Kelly Et Ux. v. Zhb, Mars Boro.

554 A.2d 1026 | Pa. Commw. Ct. | 1989

124 Pa. Commw. 121 (1989)
554 A.2d 1026

A.D. Kelly and Shirley S. Kelly
v.
The Zoning Hearing Board of Mars Borough and Mars Borough. Mars Borough, Appellant.

No. 1178 C.D. 1988.

Commonwealth Court of Pennsylvania.

Argued February 6, 1989.
March 9, 1989.

Argued February 6, 1989, before Judges COLINS and McGINLEY, and Senior Judge BARBIERI, sitting as a panel of three.

John R. Walters, Jr., for appellant.

Thomas W. King, III, Dillon, McCandless & King, for appellees.

*122 OPINION BY JUDGE COLINS, March 9, 1989:

Mars Borough (appellant) appeals an order of the Court of Common Pleas of Butler County entered April 26, 1988, reversing the decision of the Zoning Hearing Board of Mars Borough (Board) which had denied A.D. and Shirley S. Kelly's (appellees) application for a building permit. We reverse.

On July 27, 1987, appellees sought a permit for the construction of a garage on property which is located in a R-1 district. At the time of this application, the property in question was vacant except for a small 10' x 20' shed that was used for storage purposes. The appellees sought permission to build a 40' x 80' storage garage on the property. However, the Board denied this request on the basis that no contemplated main residential use was to be made of this property. The appellees appealed to the trial court on April 26, 1988, which reversed the Board's decision and ordered that the permit be issued. The appellant was then granted intervenor status. This appeal follows.

The trial court did not take any additional testimony. Therefore, our scope of review is limited to a determination of whether the Board committed an abuse of discretion or an error of law. Markley v. Carlisle Zoning Hearing Board, 106 Pa. Commw. 578, 527 A.2d 595 (1987). The appellant argues that the trial court committed an error of law because the use for which the appellees sought a building permit is not permitted in an R-1 district. The ordinance defines an accessory building or use as "a building or use which is subordinate and incidental to the main building or a use located on the same lot or premises." The ordinance considers a private garage to be a permissible accessory use in an R-1 district and defines the same as "an accessory building, with area for housing motor driven vehicles, the property of and for *123 the use of the occupants of the lot on which the private garage is located."

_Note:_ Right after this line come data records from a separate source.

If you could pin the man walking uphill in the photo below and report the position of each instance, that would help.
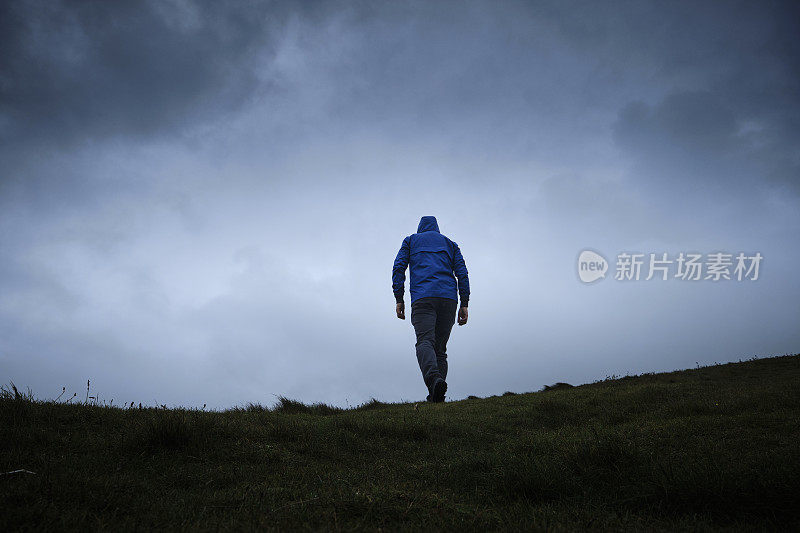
(434, 259)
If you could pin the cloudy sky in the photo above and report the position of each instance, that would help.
(200, 202)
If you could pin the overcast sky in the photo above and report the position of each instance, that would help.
(201, 202)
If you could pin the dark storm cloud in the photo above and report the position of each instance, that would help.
(76, 70)
(200, 201)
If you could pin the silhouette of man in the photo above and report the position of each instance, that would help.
(434, 259)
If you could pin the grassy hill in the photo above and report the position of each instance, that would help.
(713, 447)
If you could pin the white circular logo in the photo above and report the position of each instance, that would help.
(591, 266)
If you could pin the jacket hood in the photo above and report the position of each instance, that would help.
(428, 224)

The appellees do not intend to use the property as a residence, yet, they seek a permit for an accessory use. In Food Bag, Inc. v. Mahoning Township Zoning Board of Adjustment, 51 Pa. Commw. 304, 414 A.2d 421 (1980), we held that in order to establish a right to an accessory use, an applicant must prove that the use sought is secondary to the principal use. There is no principal use being made of the property. Since this lot has been vacant for some time, except for the small storage shed, and the appellees at this time do not plan on using the lot for a residence, we fail to see how a new garage would be subordinate and incidental to a main building or use.

Consequently, since there is no principal use of the property, the trial court was in error when it reversed the Board's decision. Nothing exists on the property at the current time for which the proposed garage would be subordinate and incidental to and, furthermore, there would be no occupants of the lot on which the garage is to be located.

Accordingly the order of the trial court is reversed.

ORDER

AND NOW, this 9th day of March, 1989, the order of the Court of Common Pleas of Butler County in the above-captioned matter is reversed.